Please also assess the data file provided by the authors under “Long-term stable URL for resources”. In particular, assess (A) whether the data file is well organized and in particular contains a README file which makes it easy for you to assess the data, (B) whether the provided resources appear to be complete for replication of experiments, and if not, why, (C) whether the chosen repository, if it is not GitHub, Figshare or Zenodo, is appropriate for long-term repository discoverability, and (4) whether the provided data artifacts are complete.

The paper has a good structure, and easy to read. The code on GitHub looks mature, but
1: the GitHub 'readme' files and instructions for the website ( are too minimal.
2: the publicly available SPARQL endpoint and the REST API are missing in the paper.
These two points make it a 'minor revision' instead of accept.

Review #3
Anonymous submitted on 22/Jul/2021
Major Revision
Review Comment:

The paper focuses on the tool ArtVision which allows the matching of similar artworks in the cultural heritage image collection. It uses the repository of Pharos for this purpose.

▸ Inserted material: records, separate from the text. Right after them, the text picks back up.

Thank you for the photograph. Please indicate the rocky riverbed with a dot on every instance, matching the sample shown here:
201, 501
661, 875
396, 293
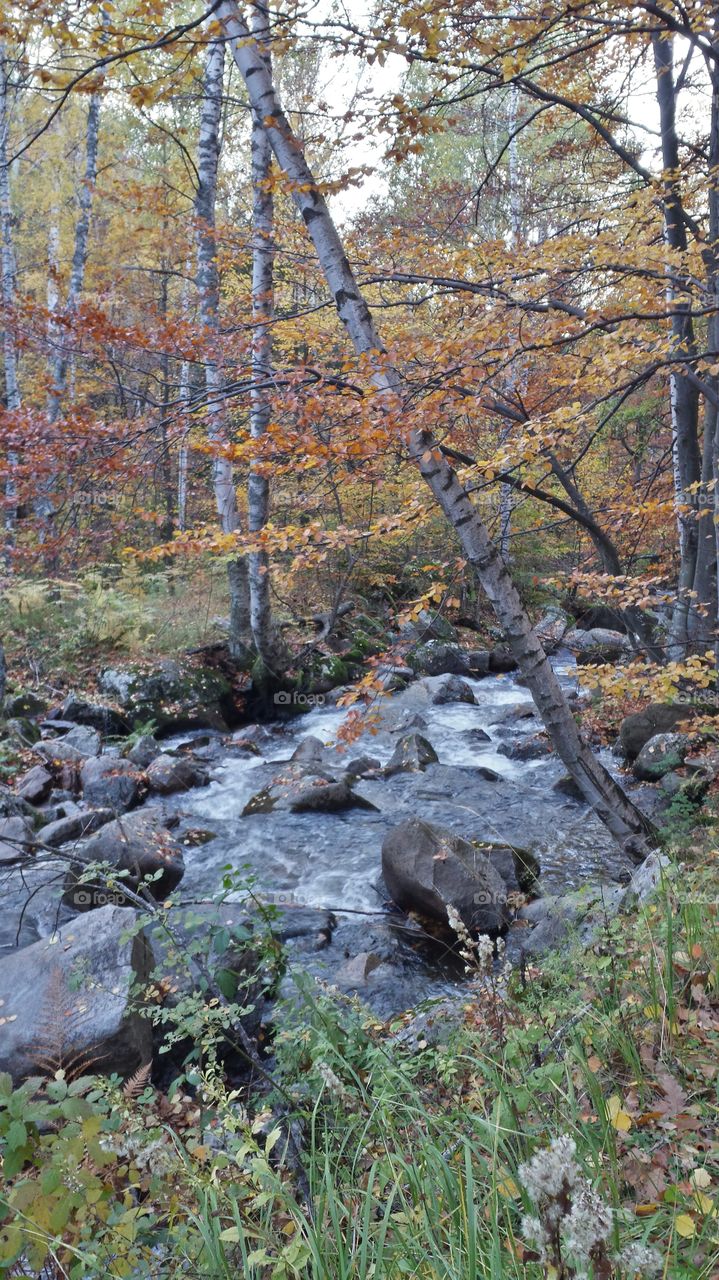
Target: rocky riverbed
306, 816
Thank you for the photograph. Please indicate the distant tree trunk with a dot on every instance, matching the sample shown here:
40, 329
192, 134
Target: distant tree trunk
266, 639
8, 292
711, 263
598, 786
505, 490
683, 397
184, 391
209, 289
60, 337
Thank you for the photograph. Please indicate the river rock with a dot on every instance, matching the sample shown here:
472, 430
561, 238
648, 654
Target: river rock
429, 626
427, 868
170, 773
22, 731
411, 754
361, 766
355, 973
26, 703
170, 695
49, 1024
74, 826
138, 844
656, 718
596, 645
35, 785
438, 658
663, 753
502, 661
300, 790
145, 750
74, 748
310, 749
109, 782
15, 840
550, 629
535, 748
452, 689
105, 720
566, 786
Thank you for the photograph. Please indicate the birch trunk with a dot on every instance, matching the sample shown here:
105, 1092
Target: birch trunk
8, 293
264, 634
209, 291
505, 490
683, 397
62, 338
598, 786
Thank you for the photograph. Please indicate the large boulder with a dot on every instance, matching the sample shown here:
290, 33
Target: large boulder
68, 1001
172, 696
663, 753
411, 755
306, 790
452, 689
15, 840
552, 627
656, 718
596, 645
138, 845
439, 658
24, 703
170, 773
427, 868
77, 745
429, 626
74, 826
109, 782
105, 720
35, 785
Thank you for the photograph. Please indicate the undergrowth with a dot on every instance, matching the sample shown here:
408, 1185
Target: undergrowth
571, 1132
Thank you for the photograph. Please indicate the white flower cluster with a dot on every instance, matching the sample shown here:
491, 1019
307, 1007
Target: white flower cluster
552, 1171
477, 952
640, 1260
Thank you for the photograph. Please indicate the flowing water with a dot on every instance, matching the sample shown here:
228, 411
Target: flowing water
333, 860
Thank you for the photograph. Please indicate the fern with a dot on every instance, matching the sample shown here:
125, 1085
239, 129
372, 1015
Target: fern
136, 1083
53, 1048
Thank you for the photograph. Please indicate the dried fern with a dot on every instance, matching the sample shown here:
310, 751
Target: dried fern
136, 1083
53, 1046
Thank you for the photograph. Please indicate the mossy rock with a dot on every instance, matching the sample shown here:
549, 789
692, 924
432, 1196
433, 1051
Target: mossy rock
172, 696
24, 703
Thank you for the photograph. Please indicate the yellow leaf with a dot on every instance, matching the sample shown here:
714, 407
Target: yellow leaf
685, 1226
619, 1119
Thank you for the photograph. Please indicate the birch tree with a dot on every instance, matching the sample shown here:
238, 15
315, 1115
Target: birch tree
596, 784
264, 632
60, 336
209, 291
8, 292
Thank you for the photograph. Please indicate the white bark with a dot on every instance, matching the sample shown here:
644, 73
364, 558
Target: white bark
505, 490
264, 634
596, 785
8, 293
209, 289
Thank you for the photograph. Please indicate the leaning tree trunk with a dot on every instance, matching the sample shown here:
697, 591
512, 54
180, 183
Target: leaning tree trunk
596, 785
266, 639
683, 397
209, 291
8, 293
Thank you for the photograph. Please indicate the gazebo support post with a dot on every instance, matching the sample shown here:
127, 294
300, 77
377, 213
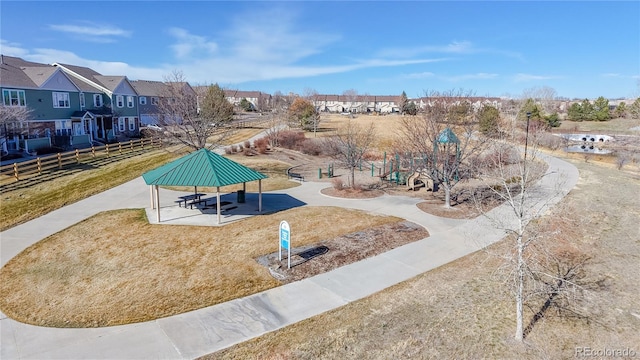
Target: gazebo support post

In section 1 the author introduces the problem but never gives a reference in the first two lines of the introduction.

Moreover, the explanation about the funding of the project is also given in the introduction which should actually be provided in the acknowledgment section (line 36-38).

Section 2, lists down the existing work but the comparison to their own work is very shallow. For example, references 3 and 4 would be very close and much more semantically enriched since they are recognizing the style of the painting. I would like to know what else is the added advantage of this API since the authors say that the data is openly available but it is behind a "login wall". Or this API can further take off-the-shelf algorithms in style recognition and add them to their API. Would it be possible for the authors to provide the dataset on Zenodo or another such platform?

There is a login functionality on the website, does this allow to perform SPARQL queries over the collection of the dataset? Since there is no log-in available for the reviewers, it is hard to assess this.

Section 3 starts with the following sentence:

"In order to develop the ArtVision platform, the author tested a range of publicly available Computer Vision and Machine Learning..." where "the author" seems to be a weird construction of the sentence.

Section 4 discusses many engineering details which may not be necessary to report in a journal paper such as the timeout issues.

As described before also, section 7 talks about Federated SPARQL queries but unfortunately I do not see the link on the website and can not test the query.